Rolling Hills LbNA # 2466
|Owner||Seeker of Flags |
|Placed Date||Apr 6 2002|
|Location||Mt. Sterling, OH|
|Found By||DIFFLOVE |
|Last Update||Sep 30 2007 |
Difficulty: Clues-1.5, Physical-2.5
Deer Creek State Park
Mt. Sterling, Pickaway County, OH
Placed: 6 April 2002 by Seeker of Flags
General notes: Please take your own stamp pad(s). Ohio’s climate is not conducive to stamp pad durability. Seeker of Flags’ pace count is 19.5 double steps per 100 feet. A pace equals 2 steps. Degree of difficulty is on a 5 point scale. Please e-mail me at the
address above with any complaints, suggestions, or information about the status and condition of the Letterbox.
You can follow the signs from Mt. Sterling to Deer Creek State Park. Once on the Park grounds there are more signs to take you to the Main Lodge.
From the north side of the main parking lot by the Lodge there are two trails going north.
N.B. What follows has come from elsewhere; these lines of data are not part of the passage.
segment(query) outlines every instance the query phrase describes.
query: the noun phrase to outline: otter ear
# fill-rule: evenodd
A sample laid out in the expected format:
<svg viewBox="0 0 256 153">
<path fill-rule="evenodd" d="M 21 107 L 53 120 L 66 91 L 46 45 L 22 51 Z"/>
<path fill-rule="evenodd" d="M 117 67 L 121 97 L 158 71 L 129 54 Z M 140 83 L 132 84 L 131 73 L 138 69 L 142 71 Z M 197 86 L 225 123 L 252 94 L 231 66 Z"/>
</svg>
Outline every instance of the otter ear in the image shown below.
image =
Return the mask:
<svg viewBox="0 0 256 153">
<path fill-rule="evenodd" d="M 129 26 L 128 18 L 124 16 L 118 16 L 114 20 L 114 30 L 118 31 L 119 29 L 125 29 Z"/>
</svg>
The Rolling Hills trail starts near the Tennis Courts. The trail is marked by yellow blazes and goes 2.5 miles to the Campground area.
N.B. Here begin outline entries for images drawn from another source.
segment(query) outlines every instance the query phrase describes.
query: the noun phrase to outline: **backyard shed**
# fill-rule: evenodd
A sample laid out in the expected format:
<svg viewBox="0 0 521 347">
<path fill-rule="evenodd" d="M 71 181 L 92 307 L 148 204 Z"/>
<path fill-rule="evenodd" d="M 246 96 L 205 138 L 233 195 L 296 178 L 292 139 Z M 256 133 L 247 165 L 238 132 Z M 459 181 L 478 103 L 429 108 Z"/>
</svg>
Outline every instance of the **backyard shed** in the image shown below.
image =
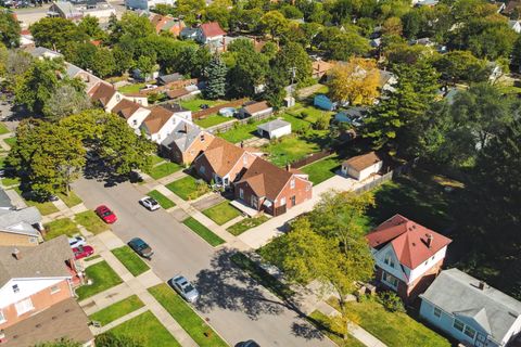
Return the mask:
<svg viewBox="0 0 521 347">
<path fill-rule="evenodd" d="M 275 119 L 257 126 L 257 132 L 262 138 L 277 139 L 291 133 L 291 123 Z"/>
<path fill-rule="evenodd" d="M 372 174 L 377 174 L 382 169 L 383 162 L 374 153 L 354 156 L 342 163 L 342 175 L 350 176 L 358 181 L 363 181 Z"/>
</svg>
Follow the yellow blazes. After crossing the Woodchuck Trail, marked by a 5’ tall post, start counting bridges. The half way point is just after the 8th bridge, and marked by a bench and a sign. Walk west from the bench for about 30 paces (double steps). This will take you through an area fairly dense with small trees. As you come out of the trees into a more open area, look for a man-hole cover and a pipe sticking out of the ground about 2 foot; shaped like a candy cane.
Stand between the man-hole cover and the pipe. You'll be far enough away to prevent the metal from affecting your compass. Take a bearing of 360 degrees. Step off 13 paces and look right. There will be a rock about 3.5 paces to the east. The rock is about 18 inches by 16 inches by 11 inches tall. The Letterbox is under the two smaller rocks beside it.
This Park is best visited in the Fall or Winter. In the Spring, or after much rain, the trails are very muddy and slippery. In the Summer, the reason for the original name of this area, "Tick Ridge" becomes very evident.